Anyway, as for that daily bread........a fresh baked loaf of sourdough........








All sliced up and ready to freeze.....it keeps for weeks if not months this way and a fresh slice is handy to grab. One loaf like this will last me a week or more.







This stuff is made from nothing more than flour, water and salt. No sugar. No milk, no commercial yeast. Starter is nothing more than flour and water, which harbors wild yeast and bacteria. The dough is mixed and fermented for 12 to 24 hours before it is baked.

For those of you who are diabetic or have been told to give up breads because of the carbs, this may be something to consider. Apparently, the fermentation process consumes some of the carbs and converts the rest to a complex form that isn't easy to digest like commercial yeast breads are. I've also found evidence that the "sour" acids produced by the bacteria in the sourdough also prevent the carbs from being absorbed from the stomach. End result is lower blood sugar. It is rated as "low" on glycemic index scales.

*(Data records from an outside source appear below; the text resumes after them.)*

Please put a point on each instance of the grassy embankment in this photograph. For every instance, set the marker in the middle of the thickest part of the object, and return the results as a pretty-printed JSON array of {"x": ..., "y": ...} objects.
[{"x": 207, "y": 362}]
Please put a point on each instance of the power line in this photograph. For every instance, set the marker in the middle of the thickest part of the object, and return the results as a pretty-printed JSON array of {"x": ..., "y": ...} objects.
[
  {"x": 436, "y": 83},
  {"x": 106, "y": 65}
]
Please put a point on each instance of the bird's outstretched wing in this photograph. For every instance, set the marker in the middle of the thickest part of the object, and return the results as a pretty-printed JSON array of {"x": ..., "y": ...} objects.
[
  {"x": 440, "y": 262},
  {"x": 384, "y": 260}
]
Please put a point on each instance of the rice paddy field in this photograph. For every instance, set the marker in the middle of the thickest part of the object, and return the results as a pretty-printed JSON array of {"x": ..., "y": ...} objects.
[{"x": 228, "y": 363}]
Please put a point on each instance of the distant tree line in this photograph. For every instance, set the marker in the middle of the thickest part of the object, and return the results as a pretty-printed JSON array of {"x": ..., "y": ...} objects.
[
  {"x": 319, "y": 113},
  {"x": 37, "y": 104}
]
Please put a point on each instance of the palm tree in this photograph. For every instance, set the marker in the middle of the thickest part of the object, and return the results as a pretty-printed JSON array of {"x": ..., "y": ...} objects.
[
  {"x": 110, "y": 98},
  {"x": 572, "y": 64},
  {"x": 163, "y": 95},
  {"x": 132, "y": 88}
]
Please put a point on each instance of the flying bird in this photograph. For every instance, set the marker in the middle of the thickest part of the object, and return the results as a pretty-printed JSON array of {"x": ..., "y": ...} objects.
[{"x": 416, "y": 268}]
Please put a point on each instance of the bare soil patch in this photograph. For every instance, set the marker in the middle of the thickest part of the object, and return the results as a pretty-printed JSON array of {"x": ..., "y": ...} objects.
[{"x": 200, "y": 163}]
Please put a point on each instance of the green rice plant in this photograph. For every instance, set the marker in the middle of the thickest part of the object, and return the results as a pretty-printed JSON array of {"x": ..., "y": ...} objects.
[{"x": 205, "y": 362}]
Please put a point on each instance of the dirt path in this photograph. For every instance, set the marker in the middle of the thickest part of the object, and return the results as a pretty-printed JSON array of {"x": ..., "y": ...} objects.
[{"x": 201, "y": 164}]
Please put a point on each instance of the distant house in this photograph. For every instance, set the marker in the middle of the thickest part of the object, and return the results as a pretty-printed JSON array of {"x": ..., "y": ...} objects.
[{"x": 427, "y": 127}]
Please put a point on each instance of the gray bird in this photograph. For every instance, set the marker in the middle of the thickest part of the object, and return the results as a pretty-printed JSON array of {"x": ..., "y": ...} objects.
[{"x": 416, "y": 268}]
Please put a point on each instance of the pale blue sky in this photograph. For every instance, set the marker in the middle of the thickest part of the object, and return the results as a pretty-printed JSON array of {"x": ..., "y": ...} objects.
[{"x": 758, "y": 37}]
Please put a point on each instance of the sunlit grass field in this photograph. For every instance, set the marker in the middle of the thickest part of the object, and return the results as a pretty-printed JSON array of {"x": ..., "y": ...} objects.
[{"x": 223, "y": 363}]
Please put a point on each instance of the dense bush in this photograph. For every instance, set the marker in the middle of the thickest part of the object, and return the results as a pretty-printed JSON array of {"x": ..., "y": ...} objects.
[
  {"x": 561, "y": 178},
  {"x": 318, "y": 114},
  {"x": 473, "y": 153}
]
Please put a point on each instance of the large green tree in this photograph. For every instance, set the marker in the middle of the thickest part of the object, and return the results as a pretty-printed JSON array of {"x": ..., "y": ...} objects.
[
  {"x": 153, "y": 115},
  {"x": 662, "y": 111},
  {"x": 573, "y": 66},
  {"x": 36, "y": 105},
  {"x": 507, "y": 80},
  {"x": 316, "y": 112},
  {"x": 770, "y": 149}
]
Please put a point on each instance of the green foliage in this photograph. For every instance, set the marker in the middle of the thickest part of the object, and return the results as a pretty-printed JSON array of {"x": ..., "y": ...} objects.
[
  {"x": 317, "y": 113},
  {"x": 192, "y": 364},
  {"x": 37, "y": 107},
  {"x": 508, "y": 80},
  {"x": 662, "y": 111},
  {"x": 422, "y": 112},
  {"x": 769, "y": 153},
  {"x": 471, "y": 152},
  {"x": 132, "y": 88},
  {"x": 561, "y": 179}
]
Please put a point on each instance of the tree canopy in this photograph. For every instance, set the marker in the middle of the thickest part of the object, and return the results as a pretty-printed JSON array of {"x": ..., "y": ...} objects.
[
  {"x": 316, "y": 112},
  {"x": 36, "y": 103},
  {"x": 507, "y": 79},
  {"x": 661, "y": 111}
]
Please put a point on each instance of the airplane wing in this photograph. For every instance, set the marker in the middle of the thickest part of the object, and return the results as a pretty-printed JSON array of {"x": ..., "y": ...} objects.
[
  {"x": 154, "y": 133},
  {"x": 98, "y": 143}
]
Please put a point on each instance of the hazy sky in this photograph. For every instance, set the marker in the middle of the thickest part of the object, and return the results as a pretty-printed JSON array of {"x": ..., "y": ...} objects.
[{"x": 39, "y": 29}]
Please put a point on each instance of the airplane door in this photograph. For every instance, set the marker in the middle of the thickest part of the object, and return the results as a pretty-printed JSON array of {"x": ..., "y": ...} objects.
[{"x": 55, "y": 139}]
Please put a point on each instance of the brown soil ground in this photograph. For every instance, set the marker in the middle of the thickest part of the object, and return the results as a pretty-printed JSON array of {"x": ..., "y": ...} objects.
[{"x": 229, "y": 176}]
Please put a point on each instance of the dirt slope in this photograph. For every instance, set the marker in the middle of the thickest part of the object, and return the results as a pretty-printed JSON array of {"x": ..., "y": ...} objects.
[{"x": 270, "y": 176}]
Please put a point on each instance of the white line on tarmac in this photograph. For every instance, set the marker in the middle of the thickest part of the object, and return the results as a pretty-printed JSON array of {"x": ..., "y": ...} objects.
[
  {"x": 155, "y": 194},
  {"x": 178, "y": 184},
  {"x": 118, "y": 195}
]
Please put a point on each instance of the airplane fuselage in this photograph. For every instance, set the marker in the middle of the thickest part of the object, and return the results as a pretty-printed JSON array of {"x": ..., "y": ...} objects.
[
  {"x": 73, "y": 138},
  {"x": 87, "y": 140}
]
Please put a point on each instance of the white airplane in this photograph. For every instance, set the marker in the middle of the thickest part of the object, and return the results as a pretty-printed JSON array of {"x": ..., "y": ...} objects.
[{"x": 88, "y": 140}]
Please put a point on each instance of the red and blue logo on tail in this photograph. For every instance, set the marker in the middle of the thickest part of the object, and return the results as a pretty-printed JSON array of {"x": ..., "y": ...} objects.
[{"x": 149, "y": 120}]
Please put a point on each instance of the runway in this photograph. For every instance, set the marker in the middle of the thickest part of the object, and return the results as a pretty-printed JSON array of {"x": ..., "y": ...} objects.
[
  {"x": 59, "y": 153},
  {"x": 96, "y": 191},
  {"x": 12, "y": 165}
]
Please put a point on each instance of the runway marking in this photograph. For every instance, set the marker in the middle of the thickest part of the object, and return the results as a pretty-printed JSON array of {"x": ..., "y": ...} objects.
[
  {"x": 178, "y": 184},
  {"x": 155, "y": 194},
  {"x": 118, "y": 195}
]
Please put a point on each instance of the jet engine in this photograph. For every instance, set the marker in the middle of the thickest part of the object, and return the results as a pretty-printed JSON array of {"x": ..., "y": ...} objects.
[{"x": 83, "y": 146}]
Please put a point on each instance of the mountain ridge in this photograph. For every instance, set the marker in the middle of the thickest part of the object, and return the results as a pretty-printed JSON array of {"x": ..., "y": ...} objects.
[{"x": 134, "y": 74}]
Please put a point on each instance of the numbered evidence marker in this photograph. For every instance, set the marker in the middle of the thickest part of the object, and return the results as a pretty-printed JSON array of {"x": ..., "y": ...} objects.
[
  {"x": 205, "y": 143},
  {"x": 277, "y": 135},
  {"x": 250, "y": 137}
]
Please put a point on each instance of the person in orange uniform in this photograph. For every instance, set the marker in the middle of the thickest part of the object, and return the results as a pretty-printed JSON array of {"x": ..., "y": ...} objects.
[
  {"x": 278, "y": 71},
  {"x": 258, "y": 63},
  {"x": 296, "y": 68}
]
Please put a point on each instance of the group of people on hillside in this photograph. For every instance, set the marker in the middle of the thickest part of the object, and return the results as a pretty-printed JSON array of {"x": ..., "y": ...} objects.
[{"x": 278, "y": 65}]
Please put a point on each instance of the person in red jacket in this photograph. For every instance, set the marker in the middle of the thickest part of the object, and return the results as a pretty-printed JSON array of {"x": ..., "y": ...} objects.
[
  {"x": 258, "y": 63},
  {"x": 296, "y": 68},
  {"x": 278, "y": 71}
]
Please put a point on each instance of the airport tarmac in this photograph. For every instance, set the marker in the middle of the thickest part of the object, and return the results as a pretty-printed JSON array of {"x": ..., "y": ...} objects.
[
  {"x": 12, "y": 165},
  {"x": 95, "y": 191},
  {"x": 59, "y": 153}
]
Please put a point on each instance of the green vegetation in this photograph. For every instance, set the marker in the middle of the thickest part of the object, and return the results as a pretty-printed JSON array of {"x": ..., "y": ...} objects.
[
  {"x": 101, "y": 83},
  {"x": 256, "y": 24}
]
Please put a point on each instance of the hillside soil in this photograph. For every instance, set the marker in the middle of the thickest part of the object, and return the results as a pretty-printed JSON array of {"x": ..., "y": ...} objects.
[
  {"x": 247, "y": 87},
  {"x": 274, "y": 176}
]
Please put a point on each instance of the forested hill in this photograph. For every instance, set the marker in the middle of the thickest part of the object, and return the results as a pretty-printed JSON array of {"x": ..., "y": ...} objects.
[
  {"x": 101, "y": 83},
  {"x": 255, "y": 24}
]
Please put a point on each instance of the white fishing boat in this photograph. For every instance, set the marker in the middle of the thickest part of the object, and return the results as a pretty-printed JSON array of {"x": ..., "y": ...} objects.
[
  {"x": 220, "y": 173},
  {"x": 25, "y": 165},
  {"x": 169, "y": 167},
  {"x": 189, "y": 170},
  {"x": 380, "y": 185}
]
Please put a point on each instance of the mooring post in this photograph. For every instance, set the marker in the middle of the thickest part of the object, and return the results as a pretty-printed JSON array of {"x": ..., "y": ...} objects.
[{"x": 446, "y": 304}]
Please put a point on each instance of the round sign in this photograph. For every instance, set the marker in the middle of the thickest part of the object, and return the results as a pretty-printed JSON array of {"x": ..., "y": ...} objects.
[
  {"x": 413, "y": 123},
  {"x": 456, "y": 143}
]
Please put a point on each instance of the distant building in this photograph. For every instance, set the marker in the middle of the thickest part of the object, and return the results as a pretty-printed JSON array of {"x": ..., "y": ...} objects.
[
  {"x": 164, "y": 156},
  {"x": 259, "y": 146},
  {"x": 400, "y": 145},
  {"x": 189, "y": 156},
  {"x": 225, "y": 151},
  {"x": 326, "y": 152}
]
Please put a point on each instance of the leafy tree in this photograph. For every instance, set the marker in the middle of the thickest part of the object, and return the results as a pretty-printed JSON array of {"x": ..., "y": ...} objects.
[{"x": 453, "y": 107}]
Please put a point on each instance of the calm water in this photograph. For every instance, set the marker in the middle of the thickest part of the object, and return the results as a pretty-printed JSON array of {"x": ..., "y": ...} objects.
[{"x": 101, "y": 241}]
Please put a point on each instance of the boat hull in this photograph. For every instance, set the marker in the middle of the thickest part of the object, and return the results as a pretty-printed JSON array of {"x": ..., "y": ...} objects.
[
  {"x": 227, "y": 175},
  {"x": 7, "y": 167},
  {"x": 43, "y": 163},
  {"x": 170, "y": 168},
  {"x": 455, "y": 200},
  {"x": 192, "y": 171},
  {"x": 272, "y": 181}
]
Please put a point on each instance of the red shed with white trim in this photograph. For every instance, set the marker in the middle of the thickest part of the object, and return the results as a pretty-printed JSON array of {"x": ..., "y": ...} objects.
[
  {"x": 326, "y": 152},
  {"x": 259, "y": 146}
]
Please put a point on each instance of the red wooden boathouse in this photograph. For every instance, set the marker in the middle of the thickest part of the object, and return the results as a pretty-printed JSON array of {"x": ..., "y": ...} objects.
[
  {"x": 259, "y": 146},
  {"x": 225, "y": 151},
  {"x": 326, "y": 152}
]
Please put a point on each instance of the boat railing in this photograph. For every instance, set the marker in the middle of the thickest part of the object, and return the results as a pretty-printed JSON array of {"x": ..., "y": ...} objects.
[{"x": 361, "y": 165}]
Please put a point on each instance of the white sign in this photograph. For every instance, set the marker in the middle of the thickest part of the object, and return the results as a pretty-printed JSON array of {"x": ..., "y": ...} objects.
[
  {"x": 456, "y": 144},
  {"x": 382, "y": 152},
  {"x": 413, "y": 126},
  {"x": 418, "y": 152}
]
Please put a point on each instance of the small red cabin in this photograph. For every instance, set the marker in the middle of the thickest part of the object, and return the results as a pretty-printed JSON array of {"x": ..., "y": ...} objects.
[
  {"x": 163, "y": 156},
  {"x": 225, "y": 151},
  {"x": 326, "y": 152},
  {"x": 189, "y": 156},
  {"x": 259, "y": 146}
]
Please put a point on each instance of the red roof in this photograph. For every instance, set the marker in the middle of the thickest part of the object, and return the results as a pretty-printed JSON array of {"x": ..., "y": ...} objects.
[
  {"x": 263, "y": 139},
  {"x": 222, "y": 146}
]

For breakfast, a slice of that toasted in a skillet with butter alongside bacon and eggs or topped with some sugar free preserves. Or with a pasta sauce over spagetti squash, this time toasted with olive oil and dusted with garlic salt. Or a plain slice dunked in cheese soup. That stuff is fit to eat.


----------



## thestealth (May 26, 2010)

Looks good.  I must have done something right, as my bread looked similar in shape/size.


----------



## hog warden (May 27, 2010)

This type of traditional sourdough looks and tastes different than what a lot of others are making........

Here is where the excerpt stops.